Lawrence R. Sullivan, dalam buku berjudul “Historical Dictionary of The Chinese Economy” mengatakan BBK Electronics didirikan oleh Duan Yongping, pengusaha Cina kelahiran 1961. Yongping adalah lulusan Zhejiang University dengan mengambil jurusan teknik elektrik. Selepas lulus kuliah, Yongping bekerja di perusahaan elektronik kecil di Beijing. Ia pergi ke Guangdong untuk bekerja di SUBOR Educational Electronics Company. Di perusahaan itu, Yongping belajar banyak soal bisnis hingga teknis pengembangan perusahaan. Pada 1995, BBK berdiri, hanya sebagai perusahaan penyuplai DVD, telepon, dan peralatan audio.

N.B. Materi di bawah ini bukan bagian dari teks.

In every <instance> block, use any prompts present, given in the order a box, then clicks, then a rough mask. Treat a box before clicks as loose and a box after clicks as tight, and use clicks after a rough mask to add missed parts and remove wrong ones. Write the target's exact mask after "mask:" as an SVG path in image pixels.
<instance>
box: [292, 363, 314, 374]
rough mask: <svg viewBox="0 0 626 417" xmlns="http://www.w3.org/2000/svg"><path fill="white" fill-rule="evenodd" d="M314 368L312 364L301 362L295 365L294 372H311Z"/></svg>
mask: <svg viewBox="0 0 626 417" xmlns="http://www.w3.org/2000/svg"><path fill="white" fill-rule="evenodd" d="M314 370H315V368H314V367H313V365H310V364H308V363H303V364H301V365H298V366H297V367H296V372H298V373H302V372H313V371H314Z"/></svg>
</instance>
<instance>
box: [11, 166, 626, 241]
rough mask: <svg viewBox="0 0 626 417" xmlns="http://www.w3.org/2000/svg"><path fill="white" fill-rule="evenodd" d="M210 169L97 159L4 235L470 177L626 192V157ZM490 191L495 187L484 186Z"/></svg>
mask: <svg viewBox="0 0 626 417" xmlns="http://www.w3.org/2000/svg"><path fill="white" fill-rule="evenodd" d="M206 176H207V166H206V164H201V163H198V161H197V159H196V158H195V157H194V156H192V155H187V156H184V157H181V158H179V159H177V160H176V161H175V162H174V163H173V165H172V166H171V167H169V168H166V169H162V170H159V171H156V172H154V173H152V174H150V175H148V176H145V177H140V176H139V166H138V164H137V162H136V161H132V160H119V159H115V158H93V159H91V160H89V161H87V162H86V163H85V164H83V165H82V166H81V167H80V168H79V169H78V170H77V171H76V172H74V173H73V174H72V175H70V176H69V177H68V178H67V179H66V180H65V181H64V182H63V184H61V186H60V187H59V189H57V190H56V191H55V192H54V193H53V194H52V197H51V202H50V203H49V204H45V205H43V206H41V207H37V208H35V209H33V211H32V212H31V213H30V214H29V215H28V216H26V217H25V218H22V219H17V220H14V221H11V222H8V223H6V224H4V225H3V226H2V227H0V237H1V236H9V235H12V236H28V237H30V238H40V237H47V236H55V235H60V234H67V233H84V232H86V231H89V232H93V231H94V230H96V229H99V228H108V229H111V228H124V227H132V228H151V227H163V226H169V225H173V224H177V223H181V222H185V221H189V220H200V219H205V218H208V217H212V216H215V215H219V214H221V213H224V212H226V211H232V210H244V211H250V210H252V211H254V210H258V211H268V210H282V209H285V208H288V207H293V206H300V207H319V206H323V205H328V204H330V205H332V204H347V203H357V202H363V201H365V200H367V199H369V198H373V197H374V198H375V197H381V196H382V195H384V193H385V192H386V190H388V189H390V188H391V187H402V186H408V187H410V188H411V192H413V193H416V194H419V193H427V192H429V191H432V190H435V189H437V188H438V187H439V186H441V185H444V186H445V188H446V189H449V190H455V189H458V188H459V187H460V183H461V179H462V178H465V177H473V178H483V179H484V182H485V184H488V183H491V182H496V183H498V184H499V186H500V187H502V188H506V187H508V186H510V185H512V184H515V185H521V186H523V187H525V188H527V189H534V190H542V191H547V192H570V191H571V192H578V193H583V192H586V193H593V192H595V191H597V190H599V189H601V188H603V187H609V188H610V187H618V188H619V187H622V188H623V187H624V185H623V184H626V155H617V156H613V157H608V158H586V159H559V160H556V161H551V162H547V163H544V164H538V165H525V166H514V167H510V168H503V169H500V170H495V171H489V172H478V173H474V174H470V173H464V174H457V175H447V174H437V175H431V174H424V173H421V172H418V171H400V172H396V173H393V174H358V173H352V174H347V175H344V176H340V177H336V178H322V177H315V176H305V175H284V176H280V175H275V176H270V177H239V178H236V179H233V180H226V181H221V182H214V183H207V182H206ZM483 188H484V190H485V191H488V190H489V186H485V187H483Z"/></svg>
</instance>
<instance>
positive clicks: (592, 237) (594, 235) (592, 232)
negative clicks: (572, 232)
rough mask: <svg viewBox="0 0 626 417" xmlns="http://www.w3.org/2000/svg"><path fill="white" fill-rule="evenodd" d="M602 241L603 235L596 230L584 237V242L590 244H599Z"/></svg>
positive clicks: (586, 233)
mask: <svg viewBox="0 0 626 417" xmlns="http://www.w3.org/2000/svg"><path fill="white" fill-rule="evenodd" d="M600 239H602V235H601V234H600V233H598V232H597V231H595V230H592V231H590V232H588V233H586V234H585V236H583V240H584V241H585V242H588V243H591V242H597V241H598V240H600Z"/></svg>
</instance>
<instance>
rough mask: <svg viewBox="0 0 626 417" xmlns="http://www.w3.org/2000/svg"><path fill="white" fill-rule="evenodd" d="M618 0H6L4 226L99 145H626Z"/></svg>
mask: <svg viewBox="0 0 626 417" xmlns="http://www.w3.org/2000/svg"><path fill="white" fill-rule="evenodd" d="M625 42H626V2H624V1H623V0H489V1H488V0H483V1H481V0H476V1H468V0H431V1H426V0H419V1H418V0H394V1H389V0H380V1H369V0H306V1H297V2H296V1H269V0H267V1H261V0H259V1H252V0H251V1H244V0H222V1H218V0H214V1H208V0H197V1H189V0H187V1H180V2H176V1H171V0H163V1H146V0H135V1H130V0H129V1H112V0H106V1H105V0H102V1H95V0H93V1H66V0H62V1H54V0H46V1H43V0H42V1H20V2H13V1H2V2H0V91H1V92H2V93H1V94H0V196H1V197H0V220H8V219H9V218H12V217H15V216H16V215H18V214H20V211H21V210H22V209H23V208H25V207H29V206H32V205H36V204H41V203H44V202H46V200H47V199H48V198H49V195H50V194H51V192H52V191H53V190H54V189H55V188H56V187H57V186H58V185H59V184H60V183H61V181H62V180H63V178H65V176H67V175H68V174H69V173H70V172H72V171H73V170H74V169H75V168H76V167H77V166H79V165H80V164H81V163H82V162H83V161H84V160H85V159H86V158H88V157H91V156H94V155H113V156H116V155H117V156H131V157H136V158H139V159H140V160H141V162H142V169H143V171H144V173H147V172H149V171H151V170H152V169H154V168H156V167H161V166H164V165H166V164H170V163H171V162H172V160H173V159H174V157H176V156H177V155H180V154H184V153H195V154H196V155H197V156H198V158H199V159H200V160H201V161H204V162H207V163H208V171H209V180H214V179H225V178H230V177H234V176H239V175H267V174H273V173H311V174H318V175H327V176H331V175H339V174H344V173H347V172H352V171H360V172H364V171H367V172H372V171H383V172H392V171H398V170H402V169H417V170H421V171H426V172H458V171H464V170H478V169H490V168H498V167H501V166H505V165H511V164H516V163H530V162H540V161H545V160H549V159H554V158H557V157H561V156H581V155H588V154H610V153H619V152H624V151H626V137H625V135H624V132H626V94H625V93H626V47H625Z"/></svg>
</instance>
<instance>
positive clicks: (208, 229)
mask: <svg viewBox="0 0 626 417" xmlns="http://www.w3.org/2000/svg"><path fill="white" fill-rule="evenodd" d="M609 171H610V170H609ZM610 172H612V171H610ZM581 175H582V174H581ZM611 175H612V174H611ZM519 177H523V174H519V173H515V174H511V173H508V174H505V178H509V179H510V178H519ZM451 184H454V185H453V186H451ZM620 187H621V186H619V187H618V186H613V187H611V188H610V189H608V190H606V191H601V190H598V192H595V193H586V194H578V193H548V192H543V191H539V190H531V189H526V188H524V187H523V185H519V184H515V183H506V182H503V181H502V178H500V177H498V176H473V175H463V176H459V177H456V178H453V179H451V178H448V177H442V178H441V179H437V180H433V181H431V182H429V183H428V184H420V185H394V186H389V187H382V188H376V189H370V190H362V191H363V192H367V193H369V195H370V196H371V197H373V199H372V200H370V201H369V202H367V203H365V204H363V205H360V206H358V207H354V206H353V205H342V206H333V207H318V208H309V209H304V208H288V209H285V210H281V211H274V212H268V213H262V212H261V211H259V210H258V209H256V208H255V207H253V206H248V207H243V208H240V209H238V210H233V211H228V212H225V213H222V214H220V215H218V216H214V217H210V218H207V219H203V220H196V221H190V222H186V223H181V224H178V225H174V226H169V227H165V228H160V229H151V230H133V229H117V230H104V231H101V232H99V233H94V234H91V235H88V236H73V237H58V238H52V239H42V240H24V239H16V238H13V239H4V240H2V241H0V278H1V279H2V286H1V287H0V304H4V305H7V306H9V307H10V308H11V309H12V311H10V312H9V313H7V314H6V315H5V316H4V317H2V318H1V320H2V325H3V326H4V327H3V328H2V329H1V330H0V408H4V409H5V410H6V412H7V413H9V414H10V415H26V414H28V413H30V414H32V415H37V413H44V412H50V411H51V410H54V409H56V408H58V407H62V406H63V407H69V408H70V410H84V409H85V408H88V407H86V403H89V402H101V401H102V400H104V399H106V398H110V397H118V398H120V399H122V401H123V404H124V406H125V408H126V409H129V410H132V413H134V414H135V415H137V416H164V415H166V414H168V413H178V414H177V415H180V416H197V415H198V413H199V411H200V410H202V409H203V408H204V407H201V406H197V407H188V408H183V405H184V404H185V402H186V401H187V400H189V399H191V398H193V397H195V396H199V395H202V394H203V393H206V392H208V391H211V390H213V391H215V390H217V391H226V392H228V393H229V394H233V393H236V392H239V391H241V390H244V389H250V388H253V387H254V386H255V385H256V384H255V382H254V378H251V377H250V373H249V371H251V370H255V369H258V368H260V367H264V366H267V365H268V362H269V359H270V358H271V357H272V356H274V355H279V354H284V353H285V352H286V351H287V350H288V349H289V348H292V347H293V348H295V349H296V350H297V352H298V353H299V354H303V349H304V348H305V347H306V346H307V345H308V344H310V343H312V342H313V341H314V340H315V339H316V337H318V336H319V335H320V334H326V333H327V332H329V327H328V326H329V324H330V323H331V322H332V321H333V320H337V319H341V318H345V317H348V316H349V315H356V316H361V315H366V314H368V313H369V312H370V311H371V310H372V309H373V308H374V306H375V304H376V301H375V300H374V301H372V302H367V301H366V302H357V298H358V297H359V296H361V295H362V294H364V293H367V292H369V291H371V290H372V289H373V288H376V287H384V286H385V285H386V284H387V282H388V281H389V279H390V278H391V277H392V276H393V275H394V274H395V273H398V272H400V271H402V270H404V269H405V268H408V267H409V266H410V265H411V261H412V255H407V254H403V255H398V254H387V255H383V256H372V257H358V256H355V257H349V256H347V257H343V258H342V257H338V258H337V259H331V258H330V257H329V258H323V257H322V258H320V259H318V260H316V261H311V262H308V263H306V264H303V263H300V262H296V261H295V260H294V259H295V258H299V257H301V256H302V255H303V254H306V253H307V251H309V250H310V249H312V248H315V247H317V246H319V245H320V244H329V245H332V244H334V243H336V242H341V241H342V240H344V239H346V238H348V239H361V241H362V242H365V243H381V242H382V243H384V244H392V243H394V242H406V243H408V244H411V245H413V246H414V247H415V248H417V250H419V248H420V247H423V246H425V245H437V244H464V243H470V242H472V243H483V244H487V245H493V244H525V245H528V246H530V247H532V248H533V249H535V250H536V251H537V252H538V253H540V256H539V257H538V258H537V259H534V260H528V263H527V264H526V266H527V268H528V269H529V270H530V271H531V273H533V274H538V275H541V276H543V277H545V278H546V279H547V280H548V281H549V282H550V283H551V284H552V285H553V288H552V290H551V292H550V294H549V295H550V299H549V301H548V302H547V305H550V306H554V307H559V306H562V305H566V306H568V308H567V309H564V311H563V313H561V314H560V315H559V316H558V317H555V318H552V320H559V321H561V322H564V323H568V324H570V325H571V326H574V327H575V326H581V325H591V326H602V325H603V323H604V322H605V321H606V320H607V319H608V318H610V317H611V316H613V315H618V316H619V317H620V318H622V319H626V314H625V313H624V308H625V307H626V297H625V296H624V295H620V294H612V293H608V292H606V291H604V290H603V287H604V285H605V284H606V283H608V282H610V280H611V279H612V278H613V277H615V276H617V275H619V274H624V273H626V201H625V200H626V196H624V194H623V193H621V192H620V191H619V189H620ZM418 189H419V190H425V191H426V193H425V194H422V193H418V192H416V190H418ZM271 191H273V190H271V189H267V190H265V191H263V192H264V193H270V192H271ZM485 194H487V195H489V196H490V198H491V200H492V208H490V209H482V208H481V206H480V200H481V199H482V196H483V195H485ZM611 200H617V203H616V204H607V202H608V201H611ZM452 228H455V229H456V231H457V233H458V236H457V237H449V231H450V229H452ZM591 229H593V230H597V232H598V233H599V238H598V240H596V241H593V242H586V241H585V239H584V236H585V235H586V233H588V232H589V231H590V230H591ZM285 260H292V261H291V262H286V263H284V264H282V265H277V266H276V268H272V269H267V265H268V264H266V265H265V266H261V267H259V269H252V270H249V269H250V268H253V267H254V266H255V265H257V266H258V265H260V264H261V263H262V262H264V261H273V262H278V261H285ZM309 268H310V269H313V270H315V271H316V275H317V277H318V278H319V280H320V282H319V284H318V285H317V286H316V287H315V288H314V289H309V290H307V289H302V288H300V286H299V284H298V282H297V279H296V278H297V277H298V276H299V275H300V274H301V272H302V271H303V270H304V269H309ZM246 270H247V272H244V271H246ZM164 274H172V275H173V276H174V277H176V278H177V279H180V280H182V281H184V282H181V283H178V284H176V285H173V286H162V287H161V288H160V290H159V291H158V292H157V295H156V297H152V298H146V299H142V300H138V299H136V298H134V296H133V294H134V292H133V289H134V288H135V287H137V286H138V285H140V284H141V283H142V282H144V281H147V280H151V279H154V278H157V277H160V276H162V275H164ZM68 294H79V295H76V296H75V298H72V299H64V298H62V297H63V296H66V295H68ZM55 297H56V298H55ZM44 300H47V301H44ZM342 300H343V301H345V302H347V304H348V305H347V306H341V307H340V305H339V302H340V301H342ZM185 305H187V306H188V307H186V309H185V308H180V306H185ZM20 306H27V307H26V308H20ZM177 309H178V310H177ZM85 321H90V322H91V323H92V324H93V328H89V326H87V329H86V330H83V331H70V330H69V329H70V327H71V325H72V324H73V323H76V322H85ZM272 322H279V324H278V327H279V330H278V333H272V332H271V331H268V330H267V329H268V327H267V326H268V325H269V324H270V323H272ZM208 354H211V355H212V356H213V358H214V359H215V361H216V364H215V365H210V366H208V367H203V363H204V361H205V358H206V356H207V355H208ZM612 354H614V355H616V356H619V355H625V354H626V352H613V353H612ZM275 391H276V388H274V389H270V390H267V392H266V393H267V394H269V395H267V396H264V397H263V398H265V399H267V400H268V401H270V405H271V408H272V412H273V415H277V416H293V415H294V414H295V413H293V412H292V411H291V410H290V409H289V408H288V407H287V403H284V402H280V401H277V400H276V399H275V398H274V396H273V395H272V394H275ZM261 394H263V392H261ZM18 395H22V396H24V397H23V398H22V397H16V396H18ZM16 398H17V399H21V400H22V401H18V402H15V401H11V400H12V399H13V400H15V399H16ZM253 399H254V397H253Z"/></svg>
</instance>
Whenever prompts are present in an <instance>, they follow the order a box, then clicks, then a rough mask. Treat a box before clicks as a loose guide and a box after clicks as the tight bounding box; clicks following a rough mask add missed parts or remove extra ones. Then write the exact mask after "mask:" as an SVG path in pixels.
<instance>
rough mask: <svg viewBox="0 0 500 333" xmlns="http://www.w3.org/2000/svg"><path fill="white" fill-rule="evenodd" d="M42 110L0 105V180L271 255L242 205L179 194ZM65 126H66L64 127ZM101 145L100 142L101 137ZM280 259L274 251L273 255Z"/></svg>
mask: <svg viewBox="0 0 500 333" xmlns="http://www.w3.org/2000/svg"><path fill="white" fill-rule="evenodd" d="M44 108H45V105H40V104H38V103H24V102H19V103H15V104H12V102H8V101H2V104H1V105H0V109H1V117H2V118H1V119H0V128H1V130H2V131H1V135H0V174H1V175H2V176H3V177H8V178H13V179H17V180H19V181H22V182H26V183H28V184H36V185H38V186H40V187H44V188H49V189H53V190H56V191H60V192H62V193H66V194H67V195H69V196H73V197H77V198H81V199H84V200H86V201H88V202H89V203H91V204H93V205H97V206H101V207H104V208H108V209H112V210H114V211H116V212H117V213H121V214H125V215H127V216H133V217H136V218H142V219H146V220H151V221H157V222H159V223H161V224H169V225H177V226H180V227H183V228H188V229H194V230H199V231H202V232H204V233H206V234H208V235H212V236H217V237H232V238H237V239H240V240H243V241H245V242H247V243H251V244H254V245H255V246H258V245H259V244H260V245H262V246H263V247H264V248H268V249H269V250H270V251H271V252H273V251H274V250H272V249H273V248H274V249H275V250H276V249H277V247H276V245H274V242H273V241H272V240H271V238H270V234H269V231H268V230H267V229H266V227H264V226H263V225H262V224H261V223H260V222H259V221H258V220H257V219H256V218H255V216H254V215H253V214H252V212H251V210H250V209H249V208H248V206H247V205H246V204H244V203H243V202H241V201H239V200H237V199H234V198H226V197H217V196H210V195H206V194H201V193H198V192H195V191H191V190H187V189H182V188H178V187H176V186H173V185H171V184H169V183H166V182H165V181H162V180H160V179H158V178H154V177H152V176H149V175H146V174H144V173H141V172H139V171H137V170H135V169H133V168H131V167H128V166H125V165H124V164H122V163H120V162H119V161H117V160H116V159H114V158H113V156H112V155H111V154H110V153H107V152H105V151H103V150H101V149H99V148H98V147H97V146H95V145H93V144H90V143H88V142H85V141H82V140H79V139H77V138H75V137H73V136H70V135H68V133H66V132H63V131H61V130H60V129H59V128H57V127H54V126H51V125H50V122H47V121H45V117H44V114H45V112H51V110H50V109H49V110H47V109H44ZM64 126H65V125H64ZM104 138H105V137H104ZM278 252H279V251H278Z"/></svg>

Setelah hampir 23 tahun berdiri, BBK jadi salah satu perusahaan raksasa di dunia smartphone. Di kuartal I-2018, OPPO, masuk lima besar vendor paling banyak mengapalkan smartphone. Saat itu, OPPO memasarkan 23,9 juta smartphone. Pada periode yang sama setahun sebelumnya, bukan hanya OPPO yang masuk lima besar. Ada pula Vivo. Gabungan OPPO dan Vivo kala itu, menguasai 12,6 persen pengapalan smartphone di seluruh dunia, setara dengan 43,7 juta unit smartphone terkirim.
Di bawah naungan yang sama, antara OPPO, Vivo, dan OnePlus bekerja secara independen. Pete Lau, Chief Executive Officer OnePlus, pada FastCompany mengatakan bahwa “tidak ada penyatuan, strategi yang terpusat” antara anak-anak BBK. Semuanya, katanya dengan tegas, “bekerja secara independen.”
Strategi ini nampaknya sukses membuat OPPO, Vivo, dan OnePlus terlihat bukan sebagai kesatuan di depan khalayak umum. Bila jeli penggunaan teknologi seperti pop-up camera jadi tanda bahwa mereka berada dalam satu payung.